La limpieza étnica tiene formatos estadounidenses e israelíes. En el primer caso, instaurado por una historia esclavista que todavía pervive en el sentido común supremacista. En el segundo caso, como producto de una lógica colonial que exige el sometimiento de “los pueblos originarios”. Para Washington, los países de Latinoamérica integran –de forma despreciativa– su patio trasero, razón por la cual se arrogan el derecho de enviar a sus militares del Comando Sur, cual si fuesen pretores imperiales.

Para Tel Aviv, la Autoridad Nacional Palestina –que incluso desconoce a Hamás– no merece contar con su Estado soberano, pese a que la Asamblea de las Naciones Unidas dispuso por mayoría de 143 miembros, contra apenas 9 votos, el estatus de país independiente que Israel desconoce. Mahmud Abás, el presidente de la Autoridad Palestina –casi encerrado en Ramala–, ha repetido en todas las instituciones multilaterales su compromiso de llegar a una paz duradera con Israel como lo hizo Egipto en la década del ´70 del siglo pasado. Esa posición de Abás es la que explica por qué Netanyahu financió a Hamás, a través de Qatar –durante dos décadas–, para evitar un escenario de negociación diplomática y política.

Estados Unidos e Israel son socios también en la ostentación de su perfil militarista. El último jueves 12, apenas dos días antes de la conmemoración del día de la bandera, coincidente con el 250 aniversario del ejército y con el cumpleaños de su majestad, el rey Trump. El desfile previsto para esa fecha incluye el desfile de 6700 soldados, 28 tanques y otros 28 vehículos militares de combate. Dicha celebración motivó la organización de miles manifestaciones a lo largo y ancho del país, agrupadas bajo la consigna de “No al Reinado de Trump”. Por su parte, quienes se comprometieron a movilizarse al desfile, en formato de protesta, fueron advertidos por el inquilino de la Casa Blanca que serán reprimidos como “gente que odia nuestro país”.

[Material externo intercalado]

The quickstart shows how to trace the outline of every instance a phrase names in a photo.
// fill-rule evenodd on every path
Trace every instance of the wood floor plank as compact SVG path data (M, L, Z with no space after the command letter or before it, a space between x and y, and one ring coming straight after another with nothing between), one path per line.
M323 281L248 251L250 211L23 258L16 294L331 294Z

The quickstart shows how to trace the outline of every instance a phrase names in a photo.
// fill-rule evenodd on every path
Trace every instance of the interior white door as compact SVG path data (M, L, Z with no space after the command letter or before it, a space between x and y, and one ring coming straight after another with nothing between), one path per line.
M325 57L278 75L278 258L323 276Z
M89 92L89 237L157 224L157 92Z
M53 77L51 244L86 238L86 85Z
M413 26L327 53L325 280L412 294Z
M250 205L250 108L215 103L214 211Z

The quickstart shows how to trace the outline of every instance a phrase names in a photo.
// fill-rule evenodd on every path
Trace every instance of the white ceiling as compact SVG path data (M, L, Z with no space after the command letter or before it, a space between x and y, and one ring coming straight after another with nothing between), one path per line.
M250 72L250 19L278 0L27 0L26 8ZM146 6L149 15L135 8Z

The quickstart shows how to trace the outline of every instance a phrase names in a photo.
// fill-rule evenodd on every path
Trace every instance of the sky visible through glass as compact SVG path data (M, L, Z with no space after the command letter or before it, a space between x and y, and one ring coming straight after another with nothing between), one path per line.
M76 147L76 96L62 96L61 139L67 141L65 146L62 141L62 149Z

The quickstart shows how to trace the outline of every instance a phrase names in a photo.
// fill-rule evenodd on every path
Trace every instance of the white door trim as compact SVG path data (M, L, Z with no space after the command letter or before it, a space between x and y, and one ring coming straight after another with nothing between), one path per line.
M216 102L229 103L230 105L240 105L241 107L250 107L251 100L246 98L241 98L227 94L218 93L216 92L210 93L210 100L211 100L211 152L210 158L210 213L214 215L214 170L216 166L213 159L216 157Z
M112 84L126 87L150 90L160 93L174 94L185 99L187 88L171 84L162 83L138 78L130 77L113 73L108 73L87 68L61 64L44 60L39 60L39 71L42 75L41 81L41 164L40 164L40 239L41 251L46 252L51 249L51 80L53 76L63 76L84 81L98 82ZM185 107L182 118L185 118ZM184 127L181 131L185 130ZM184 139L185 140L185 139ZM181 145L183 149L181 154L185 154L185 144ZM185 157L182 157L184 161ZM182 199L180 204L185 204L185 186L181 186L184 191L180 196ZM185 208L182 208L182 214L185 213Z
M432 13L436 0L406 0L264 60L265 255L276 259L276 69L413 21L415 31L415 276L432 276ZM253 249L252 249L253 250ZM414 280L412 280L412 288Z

Una de las respuestas más contundentes contra Trump provino del general de Infantería de Marina James Mattis, quien también fuera secretario de defensa. En relación con el pantagruélico desfile señaló que “Nunca imaginé que las tropas que hacían ese mismo juramento serían obligadas, bajo ninguna circunstancia, a violar los derechos constitucionales de sus conciudadanos, y mucho menos a proporcionar una extraña oportunidad fotográfica al comandante en jefe electo, con los líderes militares a su lado (…) En casa, deberíamos usar a nuestros militares solo cuando nos lo soliciten, en muy raras ocasiones, los gobernadores estatales.” En el caso de Israel, el último 8 de junio un colectivo de 550 ex Comandantes de la Seguridad y diplomáticos israelíes compartieron una carta abierta en la que señalaban que las masacres en Gaza son repudiables e insostenibles desde una perspectiva moral y política. Demasiadas coincidencias.